Having spent a bit of time in a few markets in the UK, Seville, Lisbon and Copenhagen I’ve come to the conclusion that the UK’s a bit behind the times. What separates out the mainland European markets from the UK is how they seem to focus on environment as much as the stalls. UK markets tend, it seems (although maybe I’ve visited the wrong ones) to be a random mix of stalls, tricky to navigate for the uninitiated, not necessarily encouraging dwell time, and often a bit underloved and inconsistent. The Lisbon one cleverly unifies the marketplace with common brand identity, pays particular attention to the public areas making them feel welcoming and almost intimate, they play music to set tone, use the venue lighting to create a warmer ambience and focus on quality messaging rather than cost (that’s not to say they’re not good value). I wonder if there are cheap implementations that could be stolen and applied to UK markets. I appreciate that the natural reaction to this might be gentrification, which is why it’s about finding the balance I guess.
As I said earlier I brought the laptop along to do something creative and have resolutely done fuck all. I’ve been thinking about motivation a lot. I wonder if I’ve been trying to do things I’ve been not at all motivated to do at the cost of not discovering new things I might be motivated to do. To elaborate. I’ve been trying to write plays since I was 15. One was good, one was average the rest have been pretty dire – I also, don’t particularly enjoy the process of writing them – it feels like i’m fulfilling an obligation not to fail rather than pursuing a passion. I wonder if the reason I struggle to feel motivated to write plays is the fact that now, 20 years on from being a 15 year old Ayckbourn wanna-be, I’ve changed.

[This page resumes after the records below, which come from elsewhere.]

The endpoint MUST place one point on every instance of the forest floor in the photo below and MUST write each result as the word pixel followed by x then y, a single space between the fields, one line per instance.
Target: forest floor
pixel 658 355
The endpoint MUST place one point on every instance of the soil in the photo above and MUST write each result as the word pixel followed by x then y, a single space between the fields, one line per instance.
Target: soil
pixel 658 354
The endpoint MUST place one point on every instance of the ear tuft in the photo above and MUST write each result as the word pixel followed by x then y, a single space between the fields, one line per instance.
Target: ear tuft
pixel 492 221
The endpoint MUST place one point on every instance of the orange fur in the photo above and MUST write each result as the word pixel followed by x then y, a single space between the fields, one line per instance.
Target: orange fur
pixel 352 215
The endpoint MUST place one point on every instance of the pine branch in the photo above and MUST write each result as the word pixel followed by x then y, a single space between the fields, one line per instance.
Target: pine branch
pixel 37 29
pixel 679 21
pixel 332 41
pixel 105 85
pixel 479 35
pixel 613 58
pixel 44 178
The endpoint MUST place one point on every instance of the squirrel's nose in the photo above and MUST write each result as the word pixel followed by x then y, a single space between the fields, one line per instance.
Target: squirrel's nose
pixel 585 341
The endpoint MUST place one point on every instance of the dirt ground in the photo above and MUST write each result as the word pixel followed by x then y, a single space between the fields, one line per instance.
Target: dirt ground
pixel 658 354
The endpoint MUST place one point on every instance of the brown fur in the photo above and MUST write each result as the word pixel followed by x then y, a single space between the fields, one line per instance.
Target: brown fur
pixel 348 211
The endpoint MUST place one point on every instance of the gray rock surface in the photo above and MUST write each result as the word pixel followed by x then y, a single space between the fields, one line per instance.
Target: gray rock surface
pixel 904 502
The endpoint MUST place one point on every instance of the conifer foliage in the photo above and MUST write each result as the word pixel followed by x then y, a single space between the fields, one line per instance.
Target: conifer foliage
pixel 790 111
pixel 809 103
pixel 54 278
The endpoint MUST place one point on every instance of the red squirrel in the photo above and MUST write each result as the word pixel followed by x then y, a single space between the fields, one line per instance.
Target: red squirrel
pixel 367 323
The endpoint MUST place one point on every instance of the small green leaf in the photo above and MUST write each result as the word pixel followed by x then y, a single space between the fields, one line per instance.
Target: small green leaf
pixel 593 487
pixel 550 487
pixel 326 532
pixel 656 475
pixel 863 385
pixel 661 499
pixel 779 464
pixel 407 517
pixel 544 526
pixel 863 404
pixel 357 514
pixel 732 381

The question is do what? I know it has to be more immediate, no waiting around for some tedious director of a London theatre to reject it 9 months after sending it with a note to say that due to their new green policy it’s been recycled (this is deliberately me being a dick head btw – I’ve been rejected by people around the UK – and in fairness everything I’ve sent them has been bad). It needs to be something I get the credit for – I am egotistical enough to get frustrated when my work has rarely been on by the fact that actors get clapped. Suggestions welcome.
This is a Head Of Marketing question really. Everytime I go on holiday I have the same dilemma – keep the sales reports turned on or switch them off? I’ve tended to go with on as I get so anxious without the daily reminder that I’m not good enough at my job that it ruins whatever I’m doing. I wonder if turning off is really possible in the arts?
Asking the big questions
It’s also occurred to me that, in the arts, more specifically theatre, we spend too much time working through the small issues, the stuff that, I suspect, if we ignored, would lead to nothing happening. I guess my question is how do you have the big conversations you don’t know that you need to have to make sure you challenge the status quo and keep having conversations that offer a balance of both revolution and evolution? Devoted and disgrunted anyone?
No. But thank you for the offer, it’s very flatteringSam
And finally… Drugs.
When we were walking home this evening a charming fresh-faced youth approached us and offered me weed (aka. Drugs). I was quite taken aback, clearly he has bad eyesight or a poor understanding of Marijuana’s key demographic. Anyway, I got flustered, said “no” but also “but thank you for the offer, it’s very flattering”. He looked confused and walked away grinning.